JF Ptak Science Books Post 1607
The United States Patent (And Trademark) Office is the keeper of millions of tiny flames of inspiration and invention, and was given its offices in Article 1 of the Constitution (""The Congress shall have Power ... To promote the Progress of Science and useful Arts, by securing for limited Times to Authors and Inventors the exclusive Right to their respective Writings and Discoveries").
There are now 6,800 patent examiners working away in the Alexandria patent building, up from 4,200 just six years ago. Still, that's a lot of patents to have to inspect, and even in the best systems with the best people working there will some things granted patents that ought not have been.
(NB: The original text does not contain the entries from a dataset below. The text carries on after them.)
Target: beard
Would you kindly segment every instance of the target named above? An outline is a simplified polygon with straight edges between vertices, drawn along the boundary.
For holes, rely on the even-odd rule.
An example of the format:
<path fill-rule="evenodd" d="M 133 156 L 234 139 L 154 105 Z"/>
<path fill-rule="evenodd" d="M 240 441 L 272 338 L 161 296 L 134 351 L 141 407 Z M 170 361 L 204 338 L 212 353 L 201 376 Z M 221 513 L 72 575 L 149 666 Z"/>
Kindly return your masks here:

One of the great shining lights of patented inventions in the Hall of Huh? must certainly belong to Boris Volfson, who was granted a patent in 2005 for his superconducting electromagnetically-engined space-time continuum-bending dual-piloted perpetual motion space/time ship. It seems to be run on a special mixture of nonsense physics, suspended belief, and hope, though I think the power source was mostly engineered from the "hope" side. It is slightly Mayan-esque, and looks pretty. Aside from that, there's nothing else going on here. (An article appeared in Nature 438, 139 (10 November 2005), calling the "invention" out and questioning the process behind the granting of the patent.)
There was also the "hyper-light-speed antenna", a less-than Star Trekian invention given U.S. Patent 6,025,810
that was able/supposed against all known physics and sense to transmit energy at speeds in advance of light via (again!) holes in our space-time continuum. The inventor writes: "The present invention takes a transmission of energy, and instead of sending it through normal time and space, it pokes a small hole into another dimension, thus, sending the energy through a place which allows transmission of energy to exceed the speed of light." I like the "pokes" and "thus" parts. [The abstract for the patent describes the invention so: "A method to transmit and receive electromagnetic waves which comprises generating opposing magnetic fields having a plane ol maximum force running perpendicular to a longitudinal axis ol the magnetic field; generating a heat source along an axis parallel to the longitudinal axis ol the magnetic field; generating an accelerator parallel to and in close proximity to the heat source, thereby creating an input and output port; and generating a communications signal into the input and output port, thereby sending the signal at a speed faster than light."]
But it isn't the absurdo-complex stuff that somehow drags itself through a primordial soup of caffeine-generated confusion--simple stupid stuff occasionally will get patented as well. Like the cat exercising device U.S. Patent 5,443,036, where someone somehow got a patent for showing how to use a laser pointer in cat hijinx. Or the "Method of swinging on a swing" (U.S. Patent 6,368,227), which seems to have been an experiment by a patent examiner with his seven-year-old son that got a life of its own for a little while before eventually being found out.
These of course are anomalies, and the good folks at the USPTO receive something like half-million patent applications a year, so I guess a few of these bogies will slip in from time to time. Perhaps it is time for me to try and patent Pressing the Letter "E" on the Computer Keyboard Really Hard and we'll see what happens.